When used in conjunction with a resume, a great cover letter will give your prospective employer a broader picture of who you are and what you can do for their company.
And, if written correctly, they can make a great first impression and you stand out as a candidate. A well-written cover letter can serve as the catalyst for the employer to pick the phone up and schedule an interview with you, so take it seriously and put real effort into writing a clean, concise, and convincing document to support your qualifications.
Why Do I Need a Cover Letter?
Cover letters are essential to being taken serious in the professional world. You need one because it's the first real chance you have to personalize your application and make yourself unique in the sea of job seekers gunning for the position.

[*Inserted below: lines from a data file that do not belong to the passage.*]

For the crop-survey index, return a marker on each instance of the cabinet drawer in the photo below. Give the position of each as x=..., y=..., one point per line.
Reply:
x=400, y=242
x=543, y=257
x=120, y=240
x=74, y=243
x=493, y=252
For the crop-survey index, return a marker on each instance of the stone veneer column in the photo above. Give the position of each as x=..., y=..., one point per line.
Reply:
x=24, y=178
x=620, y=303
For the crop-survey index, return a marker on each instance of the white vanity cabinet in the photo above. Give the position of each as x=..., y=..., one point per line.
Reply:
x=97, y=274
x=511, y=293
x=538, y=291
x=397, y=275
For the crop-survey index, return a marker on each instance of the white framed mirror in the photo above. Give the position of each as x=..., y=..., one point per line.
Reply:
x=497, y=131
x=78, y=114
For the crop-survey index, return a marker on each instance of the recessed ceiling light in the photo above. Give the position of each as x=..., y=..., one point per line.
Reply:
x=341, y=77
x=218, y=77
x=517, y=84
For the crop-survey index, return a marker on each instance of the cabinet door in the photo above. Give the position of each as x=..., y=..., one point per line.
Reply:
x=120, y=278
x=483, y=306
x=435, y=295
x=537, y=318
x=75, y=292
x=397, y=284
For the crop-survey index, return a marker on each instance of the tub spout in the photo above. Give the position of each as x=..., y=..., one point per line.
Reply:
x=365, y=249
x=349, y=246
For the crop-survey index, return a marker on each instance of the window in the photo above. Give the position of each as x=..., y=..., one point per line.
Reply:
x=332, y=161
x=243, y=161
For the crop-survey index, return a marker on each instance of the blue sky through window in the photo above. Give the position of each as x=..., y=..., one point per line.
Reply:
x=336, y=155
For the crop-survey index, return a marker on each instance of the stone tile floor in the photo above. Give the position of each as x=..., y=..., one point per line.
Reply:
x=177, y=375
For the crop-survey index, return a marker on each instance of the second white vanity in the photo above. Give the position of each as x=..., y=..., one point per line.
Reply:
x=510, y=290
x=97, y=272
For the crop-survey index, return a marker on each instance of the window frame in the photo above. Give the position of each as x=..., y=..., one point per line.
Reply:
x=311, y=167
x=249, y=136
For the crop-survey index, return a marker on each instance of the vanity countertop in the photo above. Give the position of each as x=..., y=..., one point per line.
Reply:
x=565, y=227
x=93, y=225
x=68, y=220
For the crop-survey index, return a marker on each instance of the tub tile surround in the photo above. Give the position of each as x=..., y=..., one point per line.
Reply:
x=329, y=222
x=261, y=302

Aim to put a spotlight on talents, skills, and unique experiences that the employer will find, not only valuable, but more valuable than what the other candidates offer.
Your goal is to sell yourself here, so don't be afraid to brag about your accomplishments. After all, we're masters of our own destinies, so you have the right to take credit for everything you've done to put yourself in the position of applying for the job in front of you. Another great reason that you need a cover letter is due to the recruitment process.
It's the recruiters job to eliminate candidates and narrow down the list to the most qualified and professional candidates, and a common way they disqualify job seekers is the lack of a cover letter.
Most expect to see your resume accompanied by one, and if not, they'll simply move on to the next person. Although some places on the web show that the majority of recruits (roughly 60%) don't even read them any longer, this is irrelevant when candidates are automatically disqualified for not including one. Not only does it make you look professional, but it will put you ahead of everyone else that makes the fatal mistake of thinking their resume will be enough.
So, what is a cover letter? It's simply a 1-pg letter that accompanies your resume when submitting an application to a position. Its purpose is to make you stand out as a candidate, to give you a chance to explain any gaps in employment, and to further explain why you'd be a better choice than any of the others gunning for the job. Y
ou need to include one with each application because, if you don't, there's good chance that your application will be thrown out as a result. Failing to include a cover letter is viewed as laziness, and employers aren't searching for those people. They want the strongest, most capable person they can get to solve their problem.